The head of the OSCE mission and the German ambassador also made brief remarks. Russian Ambassador Vyacheslav Kovalenko was present, but did not comment.

The think tank will be led by an administration headed by former parliamentary budget office head Temur Murgulia, with guidance from an independent panel of experts, which will determine policy for the Democratic Development Foundation.

There are up to 20 Georgians currently slated to sit on the panel, including well-known Georgian analysts and former political figures, according to Margvelashvili.

Burjanadze did not say whether she would in any way oppose the current government.

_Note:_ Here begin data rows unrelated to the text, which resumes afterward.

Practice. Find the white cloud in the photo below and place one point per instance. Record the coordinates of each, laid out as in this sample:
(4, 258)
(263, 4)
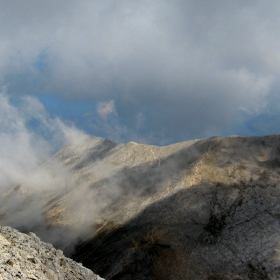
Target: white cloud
(28, 136)
(144, 54)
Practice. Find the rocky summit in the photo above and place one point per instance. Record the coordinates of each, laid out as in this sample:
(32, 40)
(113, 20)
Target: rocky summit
(202, 209)
(26, 257)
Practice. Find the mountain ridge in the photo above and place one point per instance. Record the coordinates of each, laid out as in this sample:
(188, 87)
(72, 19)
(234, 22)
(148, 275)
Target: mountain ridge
(134, 211)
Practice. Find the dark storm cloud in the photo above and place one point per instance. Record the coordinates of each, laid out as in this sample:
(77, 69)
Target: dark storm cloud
(187, 67)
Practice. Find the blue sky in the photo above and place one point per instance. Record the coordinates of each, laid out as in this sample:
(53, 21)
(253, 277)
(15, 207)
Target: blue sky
(152, 72)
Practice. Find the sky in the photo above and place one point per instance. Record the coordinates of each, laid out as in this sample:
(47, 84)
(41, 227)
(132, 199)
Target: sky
(155, 72)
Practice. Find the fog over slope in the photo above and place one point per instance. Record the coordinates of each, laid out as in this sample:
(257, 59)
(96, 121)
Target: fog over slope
(192, 210)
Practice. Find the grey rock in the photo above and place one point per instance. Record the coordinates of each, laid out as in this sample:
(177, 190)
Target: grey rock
(203, 209)
(34, 260)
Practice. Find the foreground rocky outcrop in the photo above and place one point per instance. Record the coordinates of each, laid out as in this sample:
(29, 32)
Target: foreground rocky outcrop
(26, 257)
(203, 209)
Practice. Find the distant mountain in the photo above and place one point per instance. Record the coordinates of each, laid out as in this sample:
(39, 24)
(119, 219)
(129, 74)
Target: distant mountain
(203, 209)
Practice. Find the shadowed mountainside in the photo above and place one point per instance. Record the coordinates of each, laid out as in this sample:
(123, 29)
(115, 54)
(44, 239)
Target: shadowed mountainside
(203, 209)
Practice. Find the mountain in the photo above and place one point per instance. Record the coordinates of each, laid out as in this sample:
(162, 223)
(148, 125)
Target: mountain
(27, 257)
(202, 209)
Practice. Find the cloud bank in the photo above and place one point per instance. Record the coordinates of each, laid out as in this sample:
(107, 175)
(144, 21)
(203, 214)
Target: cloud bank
(190, 69)
(28, 136)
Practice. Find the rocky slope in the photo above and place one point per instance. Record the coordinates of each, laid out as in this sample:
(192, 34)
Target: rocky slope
(26, 257)
(203, 209)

The previous speaker of parliament, Nino Burjanadze decided not to run for reelection in May’s parliamentary elections. In a last-minute surprise announcement of her decision, she cited disagreements over the names on the ruling party’s electoral slate.

Burjanadze, together with President Mikheil Saakashvili and the late prime minister Zurab Zhvania, was an architect of the 2003 Rose Revolution which ousted then-president Eduard Shevardnadze.

Speculated to harbor presidential ambitions of her own, she was briefly acting president after Shevardnadze’s departure, and held the position again in 2007 when Saakashvili stepped down to trigger a snap presidential election in the wake of anti-government protests.